Milei all’estero è stato descritto come un nuovo Trump, una meteora populista che ha rotto il classico dualismo politico argentino tra peronisti e macristi. Lei come vede questo presidente? Di recente, è stata denunciata da un pm argentino di Mar del Plata per aver detto durante un comizio che sperava che “la gente facesse qualcosa” per cacciare il presidente.
Non è andata come l’hanno raccontata. Eravamo in un anniversario del 24 marzo (giorno del colpo di Stato di Videla del 1976, oggi Giorno della memoria per la verità e la giustizia, ndr), in cui tutta la società va a Plaza de Mayo (la famosa piazza di fronte al Palazzo del Governo ritrovo storico delle manifestazioni dei parenti dei desaparecidos, ndr), i giornalisti sono venuti da me per farmi domande. Non ho mai detto che dobbiamo cacciare Milei, perché se è stato eletto deve rimanere in carica. Dico soltanto che il suo governo, come ogni governo, deve fare ciò che promette. Milei ha promesso un sacco di cose, un giornalista mi ha chiesto ‘E se non lo fa?’ e io ho risposto che se non manteneva le promesse allora avrebbe dovuto andarsene. Ma non ho mai voluto inneggiare a una rimozione violenta di un governo in carica.

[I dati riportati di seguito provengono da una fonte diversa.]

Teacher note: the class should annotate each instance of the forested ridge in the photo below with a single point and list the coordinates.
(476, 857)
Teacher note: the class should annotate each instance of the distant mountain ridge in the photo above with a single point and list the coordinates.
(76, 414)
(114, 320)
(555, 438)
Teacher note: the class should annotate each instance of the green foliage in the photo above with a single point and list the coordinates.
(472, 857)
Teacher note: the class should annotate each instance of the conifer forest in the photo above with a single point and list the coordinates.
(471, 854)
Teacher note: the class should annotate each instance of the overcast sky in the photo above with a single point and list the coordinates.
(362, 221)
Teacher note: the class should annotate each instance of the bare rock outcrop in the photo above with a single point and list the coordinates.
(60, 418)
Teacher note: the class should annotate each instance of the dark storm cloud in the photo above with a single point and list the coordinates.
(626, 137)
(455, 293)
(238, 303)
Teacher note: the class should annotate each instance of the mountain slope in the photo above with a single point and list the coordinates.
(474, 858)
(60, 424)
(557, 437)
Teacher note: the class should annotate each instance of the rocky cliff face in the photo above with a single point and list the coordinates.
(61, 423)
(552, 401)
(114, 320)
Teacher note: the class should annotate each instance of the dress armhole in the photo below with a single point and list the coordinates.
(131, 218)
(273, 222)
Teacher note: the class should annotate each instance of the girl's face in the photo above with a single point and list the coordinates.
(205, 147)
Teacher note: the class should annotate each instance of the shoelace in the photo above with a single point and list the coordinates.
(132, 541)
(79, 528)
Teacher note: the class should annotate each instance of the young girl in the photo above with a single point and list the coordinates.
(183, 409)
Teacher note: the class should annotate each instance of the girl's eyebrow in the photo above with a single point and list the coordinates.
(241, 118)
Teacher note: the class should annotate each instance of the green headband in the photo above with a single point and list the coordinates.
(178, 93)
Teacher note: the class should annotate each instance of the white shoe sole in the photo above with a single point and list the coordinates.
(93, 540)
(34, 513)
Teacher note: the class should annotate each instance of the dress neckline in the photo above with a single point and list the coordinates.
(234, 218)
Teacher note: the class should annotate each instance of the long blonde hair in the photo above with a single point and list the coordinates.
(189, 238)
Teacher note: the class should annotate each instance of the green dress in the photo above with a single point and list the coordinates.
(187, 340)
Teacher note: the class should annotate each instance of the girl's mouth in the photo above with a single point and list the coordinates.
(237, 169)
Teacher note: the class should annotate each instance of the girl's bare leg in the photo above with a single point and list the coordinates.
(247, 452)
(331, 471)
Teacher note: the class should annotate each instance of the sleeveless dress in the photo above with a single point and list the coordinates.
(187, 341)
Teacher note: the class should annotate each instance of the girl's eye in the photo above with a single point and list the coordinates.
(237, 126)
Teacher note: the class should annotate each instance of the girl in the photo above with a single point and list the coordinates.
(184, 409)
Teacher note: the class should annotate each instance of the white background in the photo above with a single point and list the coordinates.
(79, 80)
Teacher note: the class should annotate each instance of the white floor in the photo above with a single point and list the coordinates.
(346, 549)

Quando Milei ha vinto le elezioni, ricordo che a casa le mie figlie piangevano, io invece pensavo soltanto: ‘Domani lo chiamerò e gli chiederò un incontro’. Non ci siamo ancora visti. Certo, penso che il suo governo sia molto dispersivo e molto diverso da quello precedente, ma questo è poco interessante, finché Milei dimostrerà di pensare al popolo. Ripeto, speriamo che cambi atteggiamento e rispetti i diritti della popolazione che lo ha votato.

Ma allo stesso tempo Milei nega il numero ufficiale dei desaparecidos (30 mila, sostiene siano poco più di 8 mila), parla di “eccessi di polizia” e di “guerra civile”, quando parla della dittatura, invece che di torture e violazioni sistematiche dei diritti umani. Lui e alcuni esponenti del suo partito o del governo che lo sostiene sono stati definiti negazionisti. Ha cancellato il programma televisivo tenuto dalle Madres de plaza de Mayo dalla tv pubblica. Con l’associazione delle abuelas e con la vostra campagna di ricerca dei figli rubati dall’esercito durante la dittatura come si sta comportando?
Non ci attacca in modo così diretto. Io dirigo un’istituzione, e stiamo incontrando delle verità sul passato e devo notare che la vicepresidente Victoria Villarruel è molto vicina alle forze armate, quindi è vero che dobbiamo stare attenti a vedere cosa fanno. Per il momento abbiamo avviato i rapporti con i nuovi responsabili dei dipartimenti che hanno a che vedere con i diritti umani e abbiamo trovato persone molto corrette. Ci hanno confermato i finanziamenti per l’associazione, che sono abbastanza alti perché abbiamo molte filiali nel Paese e gestiamo vari servizi, dalla Banca di attestazione genetica all’assistenza psicologica, con più di 90 dipendenti. Ora stiamo passando il testimone ai nipoti, perché noi abuelas ci siamo fatte anziane.

Durante la sua visita ha incontrato papà Francesco, cosa le ha detto? Avete parlato di Argentina?
L’ho incontrato come un fratello. Quando lui era a Buenos Aires non avevamo rapporti, ma giovedì abbiamo parlato per un’ora circa, come due argentini. L’incontro è andato molto bene. Io non lo vedo come il papa, lo vedo come un argentino coraggioso che sta facendo tanto per il mondo. Gli ho chiesto che venga in Argentina, che torni nel suo Paese. So che ci sta pensando.